I suddenly felt uncomfortable in the dark, unnatural pine forest surrounding me. I remembered Rosio telling us that ranchers have been moving higher into the páramo to escape the lumber company’s pine forests, which suck up all the natural water sources in the lower elevations. For a moment, the pine trees around me embodied the soulless corporate march to destroy the páramo.
Then, a young man in a hardhat stopped me at a logging site. I could pass, he told me, but first the truck needed to finish clearing some fallen trees in the road. As we waited, he showed off a little of his English and told me he wanted to take his family to Miami. I was a bit taken aback – I don’t meet many people who speak English in Colombia and I didn’t think that physical labor in the middle of nowhere would attract the same people as an English class. I asked him about the trees and he pointed to the different types of pines that were good for paper mills.
His friendliness brightened up the dark forest a bit. After all, communities depend on the employment that these companies offer. And consumers depend on the lumber from the pines, the food from the ranches, and the metals from the mines that end up in our cell phones and computers.
Back in Manizales, on the edge of a cliff across the city from the Bolívar-Condor, is another renowned statue, depicting the story of the city’s founding. A party of struggling men and mules, “Los Colonizadores,” drag a miniature town up the side of a mountain on their way to fight a greedy aristocrat for equitable use of land. Their struggle incepted a prosperous city in the most unlikely of locations on top of this mountain.

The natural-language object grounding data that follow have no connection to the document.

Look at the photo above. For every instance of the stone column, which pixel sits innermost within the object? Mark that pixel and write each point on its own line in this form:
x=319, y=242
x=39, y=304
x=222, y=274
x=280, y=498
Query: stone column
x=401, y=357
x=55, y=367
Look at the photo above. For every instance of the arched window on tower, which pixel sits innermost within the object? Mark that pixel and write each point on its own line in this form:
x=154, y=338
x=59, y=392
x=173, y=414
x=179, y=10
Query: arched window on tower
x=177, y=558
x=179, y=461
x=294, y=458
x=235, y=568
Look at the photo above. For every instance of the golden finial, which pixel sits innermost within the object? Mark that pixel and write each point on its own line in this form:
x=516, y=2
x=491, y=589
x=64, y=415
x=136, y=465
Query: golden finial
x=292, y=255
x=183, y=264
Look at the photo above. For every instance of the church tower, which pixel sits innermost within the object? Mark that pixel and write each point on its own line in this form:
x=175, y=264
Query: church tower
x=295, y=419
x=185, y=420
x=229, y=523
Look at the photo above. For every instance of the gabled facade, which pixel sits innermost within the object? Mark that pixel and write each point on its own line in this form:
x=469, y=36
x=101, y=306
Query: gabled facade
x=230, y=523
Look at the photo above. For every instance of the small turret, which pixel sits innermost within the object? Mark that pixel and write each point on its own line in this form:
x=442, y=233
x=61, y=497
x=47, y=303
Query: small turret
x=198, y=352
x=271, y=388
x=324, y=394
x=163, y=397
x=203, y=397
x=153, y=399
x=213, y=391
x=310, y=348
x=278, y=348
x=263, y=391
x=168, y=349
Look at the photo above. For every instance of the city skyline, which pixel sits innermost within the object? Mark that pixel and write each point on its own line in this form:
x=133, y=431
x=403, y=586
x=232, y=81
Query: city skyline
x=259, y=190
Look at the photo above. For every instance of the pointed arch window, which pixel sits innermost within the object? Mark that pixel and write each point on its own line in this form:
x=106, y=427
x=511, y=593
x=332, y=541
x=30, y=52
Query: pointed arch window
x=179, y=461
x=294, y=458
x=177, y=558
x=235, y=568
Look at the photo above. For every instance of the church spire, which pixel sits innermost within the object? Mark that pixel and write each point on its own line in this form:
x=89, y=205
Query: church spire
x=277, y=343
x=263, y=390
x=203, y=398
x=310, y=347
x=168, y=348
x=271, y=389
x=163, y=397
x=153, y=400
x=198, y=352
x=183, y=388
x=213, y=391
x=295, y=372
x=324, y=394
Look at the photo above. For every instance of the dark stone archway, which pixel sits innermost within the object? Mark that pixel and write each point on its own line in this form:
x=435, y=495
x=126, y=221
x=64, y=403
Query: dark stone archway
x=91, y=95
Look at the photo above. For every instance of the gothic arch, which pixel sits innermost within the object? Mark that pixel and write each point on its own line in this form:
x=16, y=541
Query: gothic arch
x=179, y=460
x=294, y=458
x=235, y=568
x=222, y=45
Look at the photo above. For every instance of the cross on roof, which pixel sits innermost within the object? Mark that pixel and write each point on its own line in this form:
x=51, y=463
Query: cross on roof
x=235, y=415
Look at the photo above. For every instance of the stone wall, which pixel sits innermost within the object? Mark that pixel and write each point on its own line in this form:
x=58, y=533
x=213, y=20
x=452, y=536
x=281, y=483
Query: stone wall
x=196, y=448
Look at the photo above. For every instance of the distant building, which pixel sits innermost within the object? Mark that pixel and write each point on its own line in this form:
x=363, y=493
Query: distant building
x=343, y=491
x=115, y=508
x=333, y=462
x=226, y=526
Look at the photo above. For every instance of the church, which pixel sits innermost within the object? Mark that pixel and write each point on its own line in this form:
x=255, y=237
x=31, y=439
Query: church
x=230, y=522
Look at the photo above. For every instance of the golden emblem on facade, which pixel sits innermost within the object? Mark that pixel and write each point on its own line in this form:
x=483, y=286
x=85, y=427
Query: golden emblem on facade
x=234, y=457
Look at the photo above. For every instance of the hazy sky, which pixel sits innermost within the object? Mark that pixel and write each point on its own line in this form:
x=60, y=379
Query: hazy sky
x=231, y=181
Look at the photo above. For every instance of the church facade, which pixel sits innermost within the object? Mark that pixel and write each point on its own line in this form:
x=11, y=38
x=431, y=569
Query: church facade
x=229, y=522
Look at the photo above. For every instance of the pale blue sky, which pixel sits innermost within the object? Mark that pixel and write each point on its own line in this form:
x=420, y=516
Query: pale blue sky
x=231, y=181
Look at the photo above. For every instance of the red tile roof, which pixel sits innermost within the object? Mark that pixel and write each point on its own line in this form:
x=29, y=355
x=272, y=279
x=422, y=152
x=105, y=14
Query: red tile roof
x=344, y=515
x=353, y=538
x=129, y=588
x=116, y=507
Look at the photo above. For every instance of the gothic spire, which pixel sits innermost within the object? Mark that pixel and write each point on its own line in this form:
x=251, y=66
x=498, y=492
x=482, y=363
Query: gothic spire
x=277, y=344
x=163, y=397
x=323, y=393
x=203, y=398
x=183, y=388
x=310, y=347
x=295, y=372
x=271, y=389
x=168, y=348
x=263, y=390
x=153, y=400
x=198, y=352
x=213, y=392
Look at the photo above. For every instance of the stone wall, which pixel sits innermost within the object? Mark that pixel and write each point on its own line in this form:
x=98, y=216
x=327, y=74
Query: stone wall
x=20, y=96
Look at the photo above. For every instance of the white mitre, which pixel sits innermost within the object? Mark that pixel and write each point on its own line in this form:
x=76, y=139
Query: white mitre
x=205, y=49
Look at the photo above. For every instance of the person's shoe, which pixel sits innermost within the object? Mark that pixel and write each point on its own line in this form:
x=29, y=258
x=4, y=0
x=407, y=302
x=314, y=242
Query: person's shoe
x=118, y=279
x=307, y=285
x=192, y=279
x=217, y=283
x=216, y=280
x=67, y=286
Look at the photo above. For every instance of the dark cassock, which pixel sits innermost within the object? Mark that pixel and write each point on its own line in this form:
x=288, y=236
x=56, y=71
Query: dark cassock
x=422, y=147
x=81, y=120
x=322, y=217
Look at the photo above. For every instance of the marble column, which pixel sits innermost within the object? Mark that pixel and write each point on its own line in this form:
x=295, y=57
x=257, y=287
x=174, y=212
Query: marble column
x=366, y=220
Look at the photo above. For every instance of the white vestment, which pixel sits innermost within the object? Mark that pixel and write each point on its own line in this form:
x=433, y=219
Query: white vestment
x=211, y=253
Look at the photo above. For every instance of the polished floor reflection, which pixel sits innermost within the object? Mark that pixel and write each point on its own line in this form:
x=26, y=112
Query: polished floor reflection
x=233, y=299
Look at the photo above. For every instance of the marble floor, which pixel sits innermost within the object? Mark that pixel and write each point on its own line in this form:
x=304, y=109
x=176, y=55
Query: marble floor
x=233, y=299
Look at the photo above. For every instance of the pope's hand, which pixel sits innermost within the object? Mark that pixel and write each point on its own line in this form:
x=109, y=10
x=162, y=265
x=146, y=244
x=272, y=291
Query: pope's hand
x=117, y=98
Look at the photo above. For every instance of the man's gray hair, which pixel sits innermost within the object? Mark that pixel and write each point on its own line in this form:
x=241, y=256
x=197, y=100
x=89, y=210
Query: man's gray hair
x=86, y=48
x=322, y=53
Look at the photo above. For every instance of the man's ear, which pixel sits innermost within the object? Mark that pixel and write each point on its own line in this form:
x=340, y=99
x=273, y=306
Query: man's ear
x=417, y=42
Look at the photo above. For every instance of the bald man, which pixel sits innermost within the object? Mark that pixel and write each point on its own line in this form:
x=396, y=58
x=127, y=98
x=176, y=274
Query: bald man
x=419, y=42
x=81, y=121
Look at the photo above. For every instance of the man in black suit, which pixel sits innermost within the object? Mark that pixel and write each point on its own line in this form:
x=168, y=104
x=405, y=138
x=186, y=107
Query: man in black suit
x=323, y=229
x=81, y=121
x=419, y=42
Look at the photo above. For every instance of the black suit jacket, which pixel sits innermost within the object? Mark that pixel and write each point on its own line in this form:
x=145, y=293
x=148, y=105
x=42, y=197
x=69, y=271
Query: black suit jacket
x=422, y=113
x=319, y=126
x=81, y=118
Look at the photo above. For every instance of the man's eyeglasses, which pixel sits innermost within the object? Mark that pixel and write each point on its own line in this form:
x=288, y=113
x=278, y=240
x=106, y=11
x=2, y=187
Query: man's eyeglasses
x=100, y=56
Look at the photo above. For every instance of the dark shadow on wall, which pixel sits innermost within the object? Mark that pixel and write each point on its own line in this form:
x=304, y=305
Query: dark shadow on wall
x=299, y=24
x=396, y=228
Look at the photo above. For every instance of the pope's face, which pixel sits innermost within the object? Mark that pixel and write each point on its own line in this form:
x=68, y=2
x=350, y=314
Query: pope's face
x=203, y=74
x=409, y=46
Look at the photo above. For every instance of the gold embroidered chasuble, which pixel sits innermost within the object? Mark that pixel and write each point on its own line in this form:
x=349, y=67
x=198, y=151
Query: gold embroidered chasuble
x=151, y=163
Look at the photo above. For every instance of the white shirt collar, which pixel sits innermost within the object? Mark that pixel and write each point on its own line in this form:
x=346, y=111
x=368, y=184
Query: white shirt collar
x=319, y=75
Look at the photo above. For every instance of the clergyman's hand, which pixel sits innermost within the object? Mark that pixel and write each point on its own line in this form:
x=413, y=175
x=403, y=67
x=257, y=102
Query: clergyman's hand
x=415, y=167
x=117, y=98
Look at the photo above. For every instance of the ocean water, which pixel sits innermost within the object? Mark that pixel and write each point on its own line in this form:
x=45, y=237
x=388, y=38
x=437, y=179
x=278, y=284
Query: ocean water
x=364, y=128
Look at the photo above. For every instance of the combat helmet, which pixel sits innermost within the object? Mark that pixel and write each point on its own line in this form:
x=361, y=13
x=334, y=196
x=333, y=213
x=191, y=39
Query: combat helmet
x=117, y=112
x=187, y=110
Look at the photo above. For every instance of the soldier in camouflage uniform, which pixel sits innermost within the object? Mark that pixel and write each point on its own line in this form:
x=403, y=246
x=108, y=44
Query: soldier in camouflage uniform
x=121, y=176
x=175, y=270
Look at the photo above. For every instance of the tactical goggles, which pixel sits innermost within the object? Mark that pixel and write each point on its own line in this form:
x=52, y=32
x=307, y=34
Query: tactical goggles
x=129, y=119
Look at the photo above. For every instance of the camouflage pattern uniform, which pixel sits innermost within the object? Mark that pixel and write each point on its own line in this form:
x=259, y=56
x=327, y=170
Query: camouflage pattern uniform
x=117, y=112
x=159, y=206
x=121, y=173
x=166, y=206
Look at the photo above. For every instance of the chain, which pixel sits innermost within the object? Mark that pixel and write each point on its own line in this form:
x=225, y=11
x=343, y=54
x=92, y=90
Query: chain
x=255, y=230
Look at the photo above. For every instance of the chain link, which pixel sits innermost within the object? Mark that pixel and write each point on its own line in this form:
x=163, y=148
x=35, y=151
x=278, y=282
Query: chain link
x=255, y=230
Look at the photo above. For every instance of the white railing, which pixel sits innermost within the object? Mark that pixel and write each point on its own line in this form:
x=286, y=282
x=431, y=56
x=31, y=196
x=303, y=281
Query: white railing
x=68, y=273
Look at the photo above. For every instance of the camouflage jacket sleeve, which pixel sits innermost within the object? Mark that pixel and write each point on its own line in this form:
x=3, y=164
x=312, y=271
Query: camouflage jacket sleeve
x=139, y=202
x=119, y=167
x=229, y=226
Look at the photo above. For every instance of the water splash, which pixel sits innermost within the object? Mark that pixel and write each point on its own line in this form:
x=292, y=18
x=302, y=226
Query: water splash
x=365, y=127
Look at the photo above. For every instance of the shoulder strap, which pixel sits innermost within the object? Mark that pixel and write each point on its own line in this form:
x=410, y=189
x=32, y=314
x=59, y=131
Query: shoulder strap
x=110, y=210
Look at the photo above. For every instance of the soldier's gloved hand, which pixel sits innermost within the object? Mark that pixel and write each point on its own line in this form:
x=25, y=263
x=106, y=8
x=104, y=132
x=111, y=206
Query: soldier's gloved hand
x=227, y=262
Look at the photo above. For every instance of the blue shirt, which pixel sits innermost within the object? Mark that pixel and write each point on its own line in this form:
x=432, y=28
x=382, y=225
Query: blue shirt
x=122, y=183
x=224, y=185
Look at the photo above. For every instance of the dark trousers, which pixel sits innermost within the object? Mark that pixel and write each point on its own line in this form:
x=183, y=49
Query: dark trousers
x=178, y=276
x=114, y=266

But how far will the frontiersmen continue to colonize upward into the páramo in their quest for prosperity? Or are we just scavengers like the Bolívar-Condor, waiting for the opportunity to exploit resources that can’t defend themselves? In any case, I feel grateful to have had the chance to wander through the misty highlands of the páramo, drank from its crisp glacial streams and breathed the fragrances of its alien shrubs, lest it all be gone tomorrow.